Highest point
- Elevation: 1,791 m (5,876 ft)
- Coordinates: 41°37′37″S 173°03′29″E﻿ / ﻿41.627°S 173.058°E

Geography
- Location: Marlborough District and Tasman District, New Zealand
- Parent range: Richmond Range

Geology
- Mountain type: Ultramafic plateau

Climbing
- Easiest route: Te Araroa track

= Maungakura / Red Hill =

Mountain in Mount Richmond Forest Park, New Zealand

Maungakura / Red Hill is a culturally significant and geologically distinct mountain in Mount Richmond Forest Park, on the boundary of Marlborough and Tasman districts, New Zealand. The hill is 1791 m in height, and is the summit of the Richmond Range. The mountain is important to Ngāti Apa ki te Rā Tō, Ngāti Koata, Ngāti Kuia, Ngāti Rārua, Ngāti Tama ki Te Tau Ihu, Rangitāne o Wairau and Te Atiawa o Te Waka-a-Māui. It is on the official list of New Zealand places with dual names.
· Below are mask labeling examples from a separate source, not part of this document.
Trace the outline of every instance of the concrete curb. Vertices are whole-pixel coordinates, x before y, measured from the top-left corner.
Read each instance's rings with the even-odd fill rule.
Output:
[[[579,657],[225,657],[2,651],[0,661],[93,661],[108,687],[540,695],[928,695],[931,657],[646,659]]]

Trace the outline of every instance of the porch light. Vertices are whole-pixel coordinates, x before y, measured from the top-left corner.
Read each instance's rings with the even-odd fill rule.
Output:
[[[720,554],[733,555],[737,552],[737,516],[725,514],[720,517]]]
The plateau is made up of limestone, with some serpentine and heavy metal deposits in the ultramafic plateau. The soils near the alpine region allow a unique ecology for some plant communities; for instance, Notothlaspi viretum is known to grow in the area.

The Te Araroa track passes over Red Hills at the northern and southern end of the range, where there is also a hut for trampers.